When testing self-interested versus altruistic language, they found that altruistic emails resulted in more invitations sent globally—which is also in-keeping with the idea of Airbnb referrals as a gift. 
Airbnb’s new referrals program has already resulted in hundreds of thousands of nights booked by referred users in 2014, and referrals increased booking as much as 25% in some markets.  Not only that, but Airbnb found that referred users tend to be better than the average user—in other words, they’re not merely in it for a free night. They tend to remain engaged with Airbnb and book future trips, and they are much more likely to send referrals themselves. As Alströmer explained at a talk on the relaunch in August of 2014, Airbnb is still experimenting with their referrals program—including its use of the popular Recommended Contacts function—in order to keep driving and improving referrals. Nevertheless, he claims that Airbnb’s goal is user experience over growth, and rather than simply driving as many referrals as possible, the company wants to gain quality users who will continue to use and enjoy Airbnb. 
Only July 16, 2014, Airbnb officially relaunched their site and mobile apps with an entirely new look and feel.
This rebranding was the result of a full year of brand study, for which they collected user research, interviewed guests and hosts in more than a dozen countries, and brought in London-based DesignStudio for additional assistance.
After conducting intense research into their own brand as well as others, Chesky claims he was able to distill it all into a single concept—belonging. He explains, “Airbnb is about belonging anywhere. The brand shouldn’t say we’re about community, or our international [reach], or renting homes—it’s about belonging.”

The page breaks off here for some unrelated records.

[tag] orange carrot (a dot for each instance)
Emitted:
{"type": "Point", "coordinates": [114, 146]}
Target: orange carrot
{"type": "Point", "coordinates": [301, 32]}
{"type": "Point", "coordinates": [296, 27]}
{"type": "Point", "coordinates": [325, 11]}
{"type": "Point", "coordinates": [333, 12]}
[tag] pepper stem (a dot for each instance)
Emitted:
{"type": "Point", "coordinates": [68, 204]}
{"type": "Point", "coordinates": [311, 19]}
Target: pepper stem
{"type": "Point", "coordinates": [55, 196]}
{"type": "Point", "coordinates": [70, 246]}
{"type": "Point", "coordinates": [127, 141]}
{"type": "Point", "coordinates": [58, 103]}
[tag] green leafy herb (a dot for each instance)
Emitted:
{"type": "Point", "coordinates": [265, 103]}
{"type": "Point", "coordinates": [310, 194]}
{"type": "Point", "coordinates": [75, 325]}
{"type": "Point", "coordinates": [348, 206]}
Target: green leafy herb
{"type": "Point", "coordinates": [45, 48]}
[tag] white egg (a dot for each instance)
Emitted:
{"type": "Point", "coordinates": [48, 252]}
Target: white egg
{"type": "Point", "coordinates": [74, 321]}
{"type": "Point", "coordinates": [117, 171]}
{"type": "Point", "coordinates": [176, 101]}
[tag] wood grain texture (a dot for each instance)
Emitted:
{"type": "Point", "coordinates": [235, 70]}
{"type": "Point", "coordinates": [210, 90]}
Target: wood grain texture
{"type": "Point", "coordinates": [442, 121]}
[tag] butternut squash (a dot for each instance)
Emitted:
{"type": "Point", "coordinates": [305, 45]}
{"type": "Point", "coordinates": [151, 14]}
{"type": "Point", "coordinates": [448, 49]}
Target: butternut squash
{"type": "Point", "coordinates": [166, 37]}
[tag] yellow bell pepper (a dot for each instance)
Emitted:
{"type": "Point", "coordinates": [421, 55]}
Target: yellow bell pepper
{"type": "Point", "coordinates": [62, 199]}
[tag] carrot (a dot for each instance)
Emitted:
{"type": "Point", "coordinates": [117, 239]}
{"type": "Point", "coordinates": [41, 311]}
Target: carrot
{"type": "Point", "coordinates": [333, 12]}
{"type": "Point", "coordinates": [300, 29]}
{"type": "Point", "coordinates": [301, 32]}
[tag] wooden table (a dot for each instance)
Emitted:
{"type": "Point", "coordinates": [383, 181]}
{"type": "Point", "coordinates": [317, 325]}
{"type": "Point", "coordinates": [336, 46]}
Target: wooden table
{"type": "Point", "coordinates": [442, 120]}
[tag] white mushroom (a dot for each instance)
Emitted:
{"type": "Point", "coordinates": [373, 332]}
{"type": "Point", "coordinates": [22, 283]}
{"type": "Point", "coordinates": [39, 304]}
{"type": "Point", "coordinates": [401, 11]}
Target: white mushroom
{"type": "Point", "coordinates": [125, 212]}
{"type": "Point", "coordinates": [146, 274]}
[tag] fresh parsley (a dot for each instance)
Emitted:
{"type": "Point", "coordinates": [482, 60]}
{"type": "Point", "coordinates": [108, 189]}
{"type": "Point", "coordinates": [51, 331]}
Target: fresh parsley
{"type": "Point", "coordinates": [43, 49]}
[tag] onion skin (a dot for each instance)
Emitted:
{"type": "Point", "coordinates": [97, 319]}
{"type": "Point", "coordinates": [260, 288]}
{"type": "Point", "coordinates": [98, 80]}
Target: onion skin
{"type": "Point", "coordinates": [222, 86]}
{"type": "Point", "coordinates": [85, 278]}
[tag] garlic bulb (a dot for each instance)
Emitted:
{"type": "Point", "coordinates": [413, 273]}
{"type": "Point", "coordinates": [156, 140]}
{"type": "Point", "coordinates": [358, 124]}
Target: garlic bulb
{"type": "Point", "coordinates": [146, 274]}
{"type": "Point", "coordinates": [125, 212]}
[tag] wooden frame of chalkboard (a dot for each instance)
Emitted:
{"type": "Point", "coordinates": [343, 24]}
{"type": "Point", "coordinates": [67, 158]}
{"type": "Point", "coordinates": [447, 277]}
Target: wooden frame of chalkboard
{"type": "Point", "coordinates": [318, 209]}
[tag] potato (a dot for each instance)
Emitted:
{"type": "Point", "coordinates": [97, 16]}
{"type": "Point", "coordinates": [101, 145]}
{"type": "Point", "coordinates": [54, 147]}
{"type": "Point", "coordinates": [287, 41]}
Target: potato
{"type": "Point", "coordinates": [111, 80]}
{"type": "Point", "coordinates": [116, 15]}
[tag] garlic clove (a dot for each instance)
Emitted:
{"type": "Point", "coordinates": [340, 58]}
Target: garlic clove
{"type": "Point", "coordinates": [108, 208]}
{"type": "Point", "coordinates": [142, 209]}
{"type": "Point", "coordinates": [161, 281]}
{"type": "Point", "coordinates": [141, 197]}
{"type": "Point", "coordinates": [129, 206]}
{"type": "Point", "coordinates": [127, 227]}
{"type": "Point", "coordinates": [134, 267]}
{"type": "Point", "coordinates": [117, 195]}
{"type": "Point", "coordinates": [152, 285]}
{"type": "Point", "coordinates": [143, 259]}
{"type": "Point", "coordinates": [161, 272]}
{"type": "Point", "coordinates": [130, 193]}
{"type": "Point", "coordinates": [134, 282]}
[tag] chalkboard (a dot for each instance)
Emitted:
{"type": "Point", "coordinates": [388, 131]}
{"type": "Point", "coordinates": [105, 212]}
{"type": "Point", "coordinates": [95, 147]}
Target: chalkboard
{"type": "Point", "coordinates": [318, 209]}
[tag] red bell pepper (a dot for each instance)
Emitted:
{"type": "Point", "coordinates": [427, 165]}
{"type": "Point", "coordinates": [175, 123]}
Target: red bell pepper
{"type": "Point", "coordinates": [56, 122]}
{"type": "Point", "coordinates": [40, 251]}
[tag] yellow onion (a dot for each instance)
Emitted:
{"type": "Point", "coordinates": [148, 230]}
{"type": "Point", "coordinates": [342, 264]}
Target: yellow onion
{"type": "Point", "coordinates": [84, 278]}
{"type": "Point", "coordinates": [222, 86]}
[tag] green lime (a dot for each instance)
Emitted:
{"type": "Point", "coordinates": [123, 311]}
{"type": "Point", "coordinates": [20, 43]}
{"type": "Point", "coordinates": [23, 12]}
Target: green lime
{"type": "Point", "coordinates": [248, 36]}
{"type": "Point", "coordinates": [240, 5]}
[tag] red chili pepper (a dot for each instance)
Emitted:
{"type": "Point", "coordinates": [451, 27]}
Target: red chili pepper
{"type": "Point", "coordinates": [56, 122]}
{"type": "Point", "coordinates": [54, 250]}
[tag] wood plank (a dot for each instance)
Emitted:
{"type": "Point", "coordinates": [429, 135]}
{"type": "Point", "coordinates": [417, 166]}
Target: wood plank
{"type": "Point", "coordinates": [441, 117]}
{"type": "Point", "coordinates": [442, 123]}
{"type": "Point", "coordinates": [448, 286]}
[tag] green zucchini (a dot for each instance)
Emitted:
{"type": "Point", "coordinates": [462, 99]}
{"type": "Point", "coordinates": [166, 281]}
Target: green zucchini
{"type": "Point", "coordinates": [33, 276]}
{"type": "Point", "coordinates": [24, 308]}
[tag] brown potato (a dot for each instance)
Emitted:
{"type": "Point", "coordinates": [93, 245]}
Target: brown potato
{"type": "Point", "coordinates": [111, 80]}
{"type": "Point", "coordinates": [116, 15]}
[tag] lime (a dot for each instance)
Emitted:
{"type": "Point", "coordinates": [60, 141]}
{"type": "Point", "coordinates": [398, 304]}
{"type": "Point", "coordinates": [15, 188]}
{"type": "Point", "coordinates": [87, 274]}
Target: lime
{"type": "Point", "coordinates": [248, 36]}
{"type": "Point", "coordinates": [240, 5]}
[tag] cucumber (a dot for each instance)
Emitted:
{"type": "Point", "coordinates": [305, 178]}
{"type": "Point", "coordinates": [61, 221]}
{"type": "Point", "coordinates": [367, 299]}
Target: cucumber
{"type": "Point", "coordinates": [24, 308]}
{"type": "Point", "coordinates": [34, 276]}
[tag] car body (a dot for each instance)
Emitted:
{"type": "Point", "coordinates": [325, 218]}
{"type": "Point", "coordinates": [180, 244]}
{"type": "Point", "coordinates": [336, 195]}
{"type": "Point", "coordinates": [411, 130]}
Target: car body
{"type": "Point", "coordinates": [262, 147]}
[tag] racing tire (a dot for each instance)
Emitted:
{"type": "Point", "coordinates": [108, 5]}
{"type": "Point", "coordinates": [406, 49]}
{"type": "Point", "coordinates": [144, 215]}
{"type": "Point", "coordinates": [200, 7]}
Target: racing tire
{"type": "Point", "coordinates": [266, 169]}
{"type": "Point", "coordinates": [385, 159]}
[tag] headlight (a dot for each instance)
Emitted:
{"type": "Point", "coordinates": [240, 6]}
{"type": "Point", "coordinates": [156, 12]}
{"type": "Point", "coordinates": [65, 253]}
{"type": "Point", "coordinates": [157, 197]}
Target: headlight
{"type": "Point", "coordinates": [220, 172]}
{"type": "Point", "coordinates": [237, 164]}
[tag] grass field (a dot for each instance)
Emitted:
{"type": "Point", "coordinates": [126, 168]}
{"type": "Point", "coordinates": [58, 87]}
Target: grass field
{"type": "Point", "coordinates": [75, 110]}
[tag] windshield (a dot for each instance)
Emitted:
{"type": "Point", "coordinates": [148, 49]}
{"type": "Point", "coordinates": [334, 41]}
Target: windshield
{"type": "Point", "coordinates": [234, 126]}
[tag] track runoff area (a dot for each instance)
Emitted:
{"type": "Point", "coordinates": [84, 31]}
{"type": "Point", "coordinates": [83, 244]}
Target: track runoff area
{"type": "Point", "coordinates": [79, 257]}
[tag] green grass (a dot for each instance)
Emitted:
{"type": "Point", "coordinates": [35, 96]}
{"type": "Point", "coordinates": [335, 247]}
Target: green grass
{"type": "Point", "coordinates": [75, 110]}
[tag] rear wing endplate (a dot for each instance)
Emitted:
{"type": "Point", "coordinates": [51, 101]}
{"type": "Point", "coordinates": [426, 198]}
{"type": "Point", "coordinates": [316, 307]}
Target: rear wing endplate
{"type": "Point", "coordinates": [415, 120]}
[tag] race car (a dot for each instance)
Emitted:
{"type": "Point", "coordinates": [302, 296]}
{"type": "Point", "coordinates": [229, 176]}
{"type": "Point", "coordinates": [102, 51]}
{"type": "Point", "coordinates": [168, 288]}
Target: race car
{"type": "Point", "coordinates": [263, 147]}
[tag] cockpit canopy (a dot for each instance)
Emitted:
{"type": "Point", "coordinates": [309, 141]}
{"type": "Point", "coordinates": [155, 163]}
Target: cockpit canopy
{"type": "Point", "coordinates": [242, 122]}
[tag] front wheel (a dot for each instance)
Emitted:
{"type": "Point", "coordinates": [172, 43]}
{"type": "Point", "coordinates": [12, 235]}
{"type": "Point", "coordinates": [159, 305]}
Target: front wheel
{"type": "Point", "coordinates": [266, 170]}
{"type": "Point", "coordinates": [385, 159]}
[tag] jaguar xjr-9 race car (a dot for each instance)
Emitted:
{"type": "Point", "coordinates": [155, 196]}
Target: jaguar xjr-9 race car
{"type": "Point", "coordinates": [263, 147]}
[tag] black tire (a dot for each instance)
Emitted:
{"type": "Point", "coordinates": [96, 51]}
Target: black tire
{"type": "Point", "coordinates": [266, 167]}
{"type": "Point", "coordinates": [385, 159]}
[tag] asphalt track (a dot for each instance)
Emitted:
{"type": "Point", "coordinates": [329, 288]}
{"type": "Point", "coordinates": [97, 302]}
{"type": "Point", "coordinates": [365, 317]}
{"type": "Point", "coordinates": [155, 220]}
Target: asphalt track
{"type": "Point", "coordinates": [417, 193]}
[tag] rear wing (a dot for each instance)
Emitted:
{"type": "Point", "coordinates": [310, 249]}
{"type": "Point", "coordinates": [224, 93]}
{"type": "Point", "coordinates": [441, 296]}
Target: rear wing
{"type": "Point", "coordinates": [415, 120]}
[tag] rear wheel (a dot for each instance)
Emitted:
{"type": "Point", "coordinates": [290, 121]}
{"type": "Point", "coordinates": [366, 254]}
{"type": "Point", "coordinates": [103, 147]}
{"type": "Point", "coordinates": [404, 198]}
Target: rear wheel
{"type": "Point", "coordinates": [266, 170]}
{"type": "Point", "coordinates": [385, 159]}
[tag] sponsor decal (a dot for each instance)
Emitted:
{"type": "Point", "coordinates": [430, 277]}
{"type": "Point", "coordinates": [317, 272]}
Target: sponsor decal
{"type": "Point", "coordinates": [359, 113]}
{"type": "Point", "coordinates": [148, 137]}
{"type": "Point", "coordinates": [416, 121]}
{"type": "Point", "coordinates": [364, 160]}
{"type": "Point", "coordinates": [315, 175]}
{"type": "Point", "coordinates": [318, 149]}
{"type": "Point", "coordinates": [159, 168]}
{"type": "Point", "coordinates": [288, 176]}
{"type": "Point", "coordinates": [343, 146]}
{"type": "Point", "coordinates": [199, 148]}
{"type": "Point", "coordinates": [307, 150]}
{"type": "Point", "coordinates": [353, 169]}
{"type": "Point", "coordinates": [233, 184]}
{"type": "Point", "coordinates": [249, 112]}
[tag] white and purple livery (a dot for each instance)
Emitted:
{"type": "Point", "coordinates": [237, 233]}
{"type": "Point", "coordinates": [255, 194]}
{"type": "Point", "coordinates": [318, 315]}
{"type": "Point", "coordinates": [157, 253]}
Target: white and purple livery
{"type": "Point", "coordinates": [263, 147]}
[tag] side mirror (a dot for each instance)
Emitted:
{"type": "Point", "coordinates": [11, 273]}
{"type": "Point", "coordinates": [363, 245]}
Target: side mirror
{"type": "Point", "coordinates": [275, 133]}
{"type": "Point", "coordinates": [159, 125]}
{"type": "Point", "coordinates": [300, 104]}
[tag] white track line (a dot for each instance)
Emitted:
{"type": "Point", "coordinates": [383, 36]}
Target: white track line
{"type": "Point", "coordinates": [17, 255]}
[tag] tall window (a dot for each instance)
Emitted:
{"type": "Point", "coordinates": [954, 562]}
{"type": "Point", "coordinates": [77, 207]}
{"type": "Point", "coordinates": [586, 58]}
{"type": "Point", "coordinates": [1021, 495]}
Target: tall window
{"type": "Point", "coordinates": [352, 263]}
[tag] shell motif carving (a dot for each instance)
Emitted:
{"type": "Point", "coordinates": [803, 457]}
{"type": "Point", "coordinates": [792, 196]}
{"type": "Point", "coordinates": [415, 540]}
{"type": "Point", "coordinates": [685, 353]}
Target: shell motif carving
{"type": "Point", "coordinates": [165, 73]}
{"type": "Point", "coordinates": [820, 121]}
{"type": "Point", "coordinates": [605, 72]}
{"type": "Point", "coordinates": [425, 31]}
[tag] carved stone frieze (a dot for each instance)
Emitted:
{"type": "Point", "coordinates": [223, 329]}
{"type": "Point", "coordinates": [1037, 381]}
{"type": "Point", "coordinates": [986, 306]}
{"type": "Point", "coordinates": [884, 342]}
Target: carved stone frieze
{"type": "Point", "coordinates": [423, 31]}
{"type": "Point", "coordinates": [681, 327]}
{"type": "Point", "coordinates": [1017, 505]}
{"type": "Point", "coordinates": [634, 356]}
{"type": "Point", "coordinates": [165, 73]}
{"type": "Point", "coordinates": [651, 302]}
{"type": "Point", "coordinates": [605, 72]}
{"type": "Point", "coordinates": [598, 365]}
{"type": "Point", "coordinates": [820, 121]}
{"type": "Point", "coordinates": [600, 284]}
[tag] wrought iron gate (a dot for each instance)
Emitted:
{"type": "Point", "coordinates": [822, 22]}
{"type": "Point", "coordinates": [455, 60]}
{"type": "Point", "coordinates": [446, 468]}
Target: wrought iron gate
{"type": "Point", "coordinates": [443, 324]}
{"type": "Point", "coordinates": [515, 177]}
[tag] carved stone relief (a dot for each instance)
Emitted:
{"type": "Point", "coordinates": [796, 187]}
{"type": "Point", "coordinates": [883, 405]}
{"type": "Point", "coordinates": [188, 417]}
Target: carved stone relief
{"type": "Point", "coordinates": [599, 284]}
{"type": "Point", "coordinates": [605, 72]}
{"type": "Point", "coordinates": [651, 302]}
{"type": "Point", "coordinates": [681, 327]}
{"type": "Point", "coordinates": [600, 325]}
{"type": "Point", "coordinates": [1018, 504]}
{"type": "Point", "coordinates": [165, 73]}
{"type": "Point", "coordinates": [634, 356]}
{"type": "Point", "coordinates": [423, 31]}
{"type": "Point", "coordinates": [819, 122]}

Their new logo, the Bélo, embodies all this and more, combining visual elements of a person, a location pin, a heart, and the “A” in Airbnb. Chesky has high hopes that the logo will grow to become a “universal symbol of sharing.” He explains:
“Imagine one day you’re walking down the street and you see the Airbnb symbol in a window—you’ll know that it’s an Airbnb and a place that can be shared. … A restaurant could put this on its window telling travelers that it’s an Airbnb-friendly place. I can’t go into specifics, but you’re going to see this design continue to permeate the real world.”
Thanks to effective user and address verification processes and the company’s $1M host guarantee, the safety and liability concerns of 2011 are less of an issue for Airbnb. As the company has expanded and refined its business model, they’ve grown from a more friendly, personal alternative to Craigslist into a more friendly, personal alternative to hotels.
After all, based on the number of beds offered, Airbnb is the fifth-largest hotelier in the world, with prices at least one-sixth cheaper than traditional competitors and a presence in almost every country worldwide.
Testing and iterating new ideas was a fundamental part of that journey, and that is what makes Airbnb such a great case study for growth.